Ha, just thinking back on what made hubby and me decide to quit the church we had been active members in for 10 years, bet you guys will enjoy this. The straw that broke the camel's back, sorta speak, was when the minister ran off with a woman who had 8 children. She and her husband (and 8 children) were life time members, everyone thought the perfect couple...HA! (But before that, it was getting too cliquey and political....not the "God is Love" feel we wanted.)

So I wanted to share this with you and let you know that I think differently, that I am having this discussion with friends and family and I want to encourage you to continue the discussion. We straights need to hear you, you need to make us understand.

At 16:40, Blogger dorsano said...

A MN Republican state legislator, Paul Koering, came out last year when he with voted with Democrats against putting a "marriage" amendment on the ballot.

He's in MN district 12 which is largely rual and he faced a primary challenge last week. His challenger's spent the last three months asking MN Republicans to "vote their values".

So they did

State Senate: GOP State Sen. Paul Koering, who revealed he was gay, beat back a primary challenge from city Councilman Kevin Goedker, who asked voters to decide the race based on their values but said he was not opposing Koering because he's gay.

I love my state.

Best wishes, Callie. Take care.

At 17:14, Blogger RedStateExile said...


That is probably the nicest and most heartfelt thing that anyone has ever said to me.

Thank you for listening and having an open mind.

Like I've said, if we don't say it, how can we expect anyone to hear it. We have to keep talking...all of us.

At 17:20, Blogger RedStateExile said...


I heard about that. Gay Republicans are winning in MN and a lesbian Democrat won in AL.

Orientation is becoming less of an issue for candidates. Maybe the same will eventually be true for the rest of us too. ;)

However, dors, I thought I read somewhere that Koering would vote for an amendment if it came up for a vote in the legislature.

At 18:15, Blogger RedStateExile said...

For those who know Greg G, he wanted to post this but doesn't have a Blogger account. I told him I'd put it up for him.

Hope it makes ya smile:

I have three things to say so far. They have Jewish people in Tennessee? Who knew? The second is ----and they provided a forum for right wing cretins (send them back to Brooklyn for re-education) and third the right wing nuts didn't show up but the female sex maniacs from hell did?

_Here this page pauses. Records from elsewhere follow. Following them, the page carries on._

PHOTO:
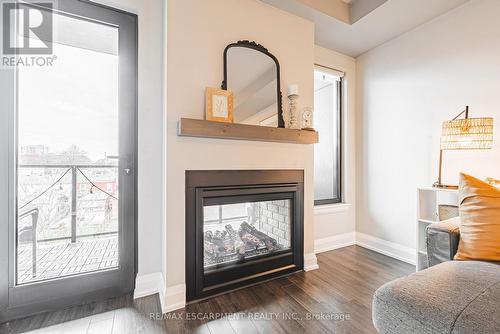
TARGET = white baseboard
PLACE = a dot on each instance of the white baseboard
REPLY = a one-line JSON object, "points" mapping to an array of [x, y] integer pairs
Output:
{"points": [[171, 298], [334, 242], [175, 298], [392, 249], [148, 284], [310, 262]]}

At 20:02, Blogger dorsano said...

However, dors, I thought I read somewhere that Koering would vote for an amendment if it came up for a vote in the legislature.

I haven't heard that. He did support a procedual move to debate the amendment in the senate. But he's either abstained from other anti gay legislation or voted against it. He supports expanding MnCARE coverage to everyone under 18. And he's voted for minimum wage increases more than once.

Even his challenger Goedker wouldn't go on record on how he would vote on the amendment.

The last quote I have from Koering is on the 4th of September and he wouldn't say how he'd vote.

Do you have a link to a quote?

At 20:38, Blogger Tonito Bandito said...

Thanks for that my friend! Mwah!

At 06:49, Blogger Lizzy said...


That my friend is a good find. Marriage is the unity of 2 people, period end of discussion.